Concentrarse no quiere decir nada. La gente se concentra en una cosa en concreto por exclusión de las otras. Se ha de enseñar sobre qué elementos los jugadores han de concentrar su atención. ¿Qué elementos se han de observar? ¿En qué orden? No se trata a la hora del perfeccionamiento, de hacer un entrenamiento de la concentración, sino de preparar poco a poco al jugador para el entrenamiento mental: visualizar el juego, esperar las señales pertinentes, memorizar la jugada precedente, etc... En una palabra, construir piedra a piedra la lucidez.

La motivación

Se puede medir la motivación para una cosa según el precio que alguien está dispuesto a pagar para conseguirla. Todos tienen tendencia a creer que un jugador joven de tenis de mesa sabe cual es su motivación. A veces pensamos que si están en un centro de tecnificación, tienen ganas de llegar al alto nivel. Una encuesta bien hecha demuestra que lo que les interesa a la mayoría de los jugadores jóvenes de menos de 15 años es pasárselo bien. Entre las razones por las cuales vienen a la sala, encontramos después: los compañeros, el ambiente, el juego. La competición está bien cuando ganamos, porque les hace gracia a ellos, y también a los padres, a los directivos, al entrenador, a los cuales no quieren defraudar. De cómo se hace la progresión, de cuánto tiempo se necesita para pasar de un nivel determinado a otro, del tipo y de la cantidad de trabajo que se ha de realizar, no saben nada. Les interesa bien poco. El interés para aprender más cosas respecto al tema es débil. Intelectualmente, se hacen muy pocas preguntas sobre lo que se hace o se podría hacer. La encuesta demuestra que su preocupación antes de llegar a la sala es saber con quién jugarán. Si no hay programa para la sesión, no importa. Evidentemente, hay excepciones.

¿Es extraño que los jugadores encuentren excusas para no hacer la preparación física? ¿Cómo se puede explicar que algunos ejercicios se hagan mirando el reloj? ¿Es extraño que el calentamiento se haga pensando en otras cosas o hablando a escondidas? ¿Es extraño que antes de las competiciones se pasen más tiempo para vestirse que para calentar? ¿Y que después de un partido, alguno vaya rápidamente a las gradas a hablar con los compañeros? ¿A hablar de qué? ¿Del partido? ¡En absoluto! ¿Has ganado? Sí (o no). Punto.

¿Dónde está el error?
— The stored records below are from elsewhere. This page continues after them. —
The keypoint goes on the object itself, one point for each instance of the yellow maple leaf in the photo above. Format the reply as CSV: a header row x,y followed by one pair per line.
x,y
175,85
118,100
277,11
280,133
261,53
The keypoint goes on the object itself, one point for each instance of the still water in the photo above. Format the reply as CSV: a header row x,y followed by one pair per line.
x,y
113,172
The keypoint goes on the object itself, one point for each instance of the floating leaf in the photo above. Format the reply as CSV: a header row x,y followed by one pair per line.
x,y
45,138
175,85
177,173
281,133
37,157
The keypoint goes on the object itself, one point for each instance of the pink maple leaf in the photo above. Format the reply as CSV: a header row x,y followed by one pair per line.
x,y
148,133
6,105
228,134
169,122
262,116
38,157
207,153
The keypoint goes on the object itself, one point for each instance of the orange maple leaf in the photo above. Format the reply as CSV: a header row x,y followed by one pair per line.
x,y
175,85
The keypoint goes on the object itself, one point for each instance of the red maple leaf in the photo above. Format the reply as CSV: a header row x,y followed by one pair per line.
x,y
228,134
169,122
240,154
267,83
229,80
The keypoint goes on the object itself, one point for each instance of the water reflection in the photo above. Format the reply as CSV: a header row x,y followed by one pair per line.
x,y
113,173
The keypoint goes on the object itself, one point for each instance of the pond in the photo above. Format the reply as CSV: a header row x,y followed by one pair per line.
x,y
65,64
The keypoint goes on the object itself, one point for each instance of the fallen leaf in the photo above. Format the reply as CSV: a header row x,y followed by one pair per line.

Conocemos directivos, padres, que se levantan temprano, hacen kilómetros con el coche particular para llevar a un grupo de chavales a hacer competiciones (entendemos: pasárselo bien con los compañeros) y al cabo de dos o tres años, "aquel ya no juega, practica otro deporte", o "no sé, conoció a un chico, hace tiempo que no le veo".

La motivación es una dato que los entrenadores han de tener en cuenta, y que han de medir. Es un parámetro que evoluciona, y podemos medir su evolución, pero debemos de tener la misma lucidez respecto al tema que queremos que los jugadores tengan respecto de su propio nivel de juego.